The frequency of lightning strikes that an airplane experiences is affected by several factors, including the geographic area where the airplane operates and how often the airplane passes through takeoff and landing altitudes, which is where lightning activity is most prevalent. More jet airplane lightning strikes occur while in clouds, during the climb and descent phases of flight, than any other flight phase.
The reason is that lightning activity is more prevalent between 5,000 to 15,000 feet (1,524 to 4,572 meters) altitude. Airplane components made of ferromagnetic material may become strongly magnetized when subjected to lightning currents.

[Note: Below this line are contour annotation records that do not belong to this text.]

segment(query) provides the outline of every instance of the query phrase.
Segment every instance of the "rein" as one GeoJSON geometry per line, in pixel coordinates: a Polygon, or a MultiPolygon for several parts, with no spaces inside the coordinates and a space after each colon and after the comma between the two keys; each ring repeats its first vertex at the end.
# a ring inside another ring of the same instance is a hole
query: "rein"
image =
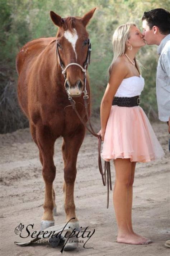
{"type": "Polygon", "coordinates": [[[96,133],[95,133],[93,130],[93,129],[91,125],[91,123],[90,120],[90,117],[89,114],[89,112],[88,111],[88,103],[87,102],[87,99],[89,99],[89,96],[87,95],[88,93],[87,92],[86,89],[86,70],[88,67],[88,64],[89,64],[90,63],[90,55],[91,51],[91,44],[90,42],[89,39],[88,40],[88,53],[87,54],[87,57],[86,58],[86,59],[85,62],[84,64],[84,68],[80,65],[78,64],[77,63],[72,63],[68,64],[65,67],[62,62],[61,59],[60,54],[60,53],[58,51],[58,46],[57,44],[57,42],[56,41],[56,53],[57,53],[57,56],[58,56],[59,58],[59,62],[60,67],[61,68],[62,70],[62,73],[64,76],[64,79],[65,81],[66,80],[67,76],[66,75],[66,72],[67,69],[71,66],[72,65],[75,65],[79,66],[80,68],[81,68],[82,71],[84,72],[84,84],[85,85],[84,90],[82,92],[84,93],[84,96],[83,96],[83,98],[84,99],[84,106],[85,107],[85,109],[86,110],[86,115],[87,116],[87,118],[88,119],[88,121],[89,122],[90,127],[90,129],[89,129],[86,125],[86,123],[84,121],[84,120],[82,118],[81,116],[77,110],[76,108],[75,105],[75,102],[72,99],[72,97],[71,97],[69,94],[67,90],[66,89],[66,92],[67,93],[68,95],[68,99],[71,104],[71,105],[73,109],[75,111],[76,114],[77,114],[78,117],[81,121],[82,124],[84,125],[86,129],[93,136],[96,137],[98,139],[98,162],[99,168],[99,171],[100,174],[101,176],[101,178],[102,179],[102,181],[104,186],[105,186],[107,184],[107,208],[108,208],[109,207],[109,187],[110,189],[110,190],[112,190],[112,181],[111,178],[111,172],[110,172],[110,166],[109,162],[104,161],[104,171],[103,171],[103,169],[102,167],[102,165],[101,163],[101,160],[100,156],[100,151],[101,151],[101,138],[100,135],[98,135],[96,133]]]}

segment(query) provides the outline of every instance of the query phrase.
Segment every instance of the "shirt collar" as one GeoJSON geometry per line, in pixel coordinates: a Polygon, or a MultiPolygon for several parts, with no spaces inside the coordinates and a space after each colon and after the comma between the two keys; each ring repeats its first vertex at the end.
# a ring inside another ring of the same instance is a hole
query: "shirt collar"
{"type": "Polygon", "coordinates": [[[166,36],[161,41],[161,43],[157,49],[157,53],[159,54],[160,55],[166,42],[169,40],[170,40],[170,34],[169,34],[169,35],[166,36]]]}

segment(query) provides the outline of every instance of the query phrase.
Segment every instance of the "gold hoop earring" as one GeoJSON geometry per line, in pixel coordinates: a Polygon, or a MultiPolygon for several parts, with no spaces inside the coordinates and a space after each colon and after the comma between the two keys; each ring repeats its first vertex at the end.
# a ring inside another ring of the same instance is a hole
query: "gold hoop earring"
{"type": "Polygon", "coordinates": [[[128,46],[128,50],[129,50],[129,51],[131,51],[132,49],[132,45],[131,45],[131,46],[130,46],[130,47],[131,47],[130,49],[129,49],[129,46],[128,46]]]}

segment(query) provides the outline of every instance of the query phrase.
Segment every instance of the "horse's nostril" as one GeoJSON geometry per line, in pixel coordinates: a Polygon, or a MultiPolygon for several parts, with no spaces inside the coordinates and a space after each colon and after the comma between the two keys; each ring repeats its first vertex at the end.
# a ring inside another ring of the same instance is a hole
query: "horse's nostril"
{"type": "Polygon", "coordinates": [[[80,80],[78,80],[76,84],[77,86],[78,86],[78,88],[79,90],[81,90],[82,87],[82,83],[80,80]]]}

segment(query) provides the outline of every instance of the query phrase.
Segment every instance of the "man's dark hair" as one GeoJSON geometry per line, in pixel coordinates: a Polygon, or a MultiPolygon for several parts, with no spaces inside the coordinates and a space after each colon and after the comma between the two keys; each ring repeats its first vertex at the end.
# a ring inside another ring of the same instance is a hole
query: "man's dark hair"
{"type": "Polygon", "coordinates": [[[142,20],[145,19],[150,30],[154,26],[157,26],[161,34],[170,33],[170,13],[166,10],[158,8],[145,12],[142,20]]]}

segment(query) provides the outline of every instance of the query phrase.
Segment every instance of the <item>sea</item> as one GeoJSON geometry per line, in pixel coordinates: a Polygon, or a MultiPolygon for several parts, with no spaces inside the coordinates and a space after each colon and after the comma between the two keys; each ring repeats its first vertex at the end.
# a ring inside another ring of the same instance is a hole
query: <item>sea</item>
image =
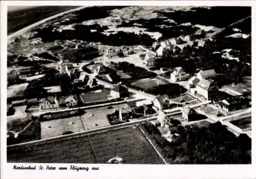
{"type": "Polygon", "coordinates": [[[34,6],[28,9],[8,11],[7,35],[40,20],[78,7],[79,6],[34,6]]]}

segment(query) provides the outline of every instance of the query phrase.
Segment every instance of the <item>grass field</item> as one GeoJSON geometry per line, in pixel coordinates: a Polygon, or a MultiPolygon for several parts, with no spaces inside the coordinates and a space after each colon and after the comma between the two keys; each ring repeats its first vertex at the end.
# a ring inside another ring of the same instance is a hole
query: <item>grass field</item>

Large current flowing from the lightning strike in the airplane structure can cause this magnetization. While the electrical system in an airplane is designed to be resistant to lightning strikes, a strike of unusually high intensity can damage components such as electrically controlled fuel valves, generators, power feeders, and electrical distribution systems.Most of the external parts of legacy airplanes are metal structure(Faraday Cage) with sufficient thickness to be resistant to a lightning strike. This metal assembly is their basic protection.
The thickness of the metal surface is sufficient to protect the airplane’s internal spaces from a lightning strike. The metal skin also protects against the entrance of electromagnetic energy into the electrical wires of the airplane. While the metal skin does not prevent all electromagnetic energy from entering the electrical wiring, it can keep the energy to a satisfactory level.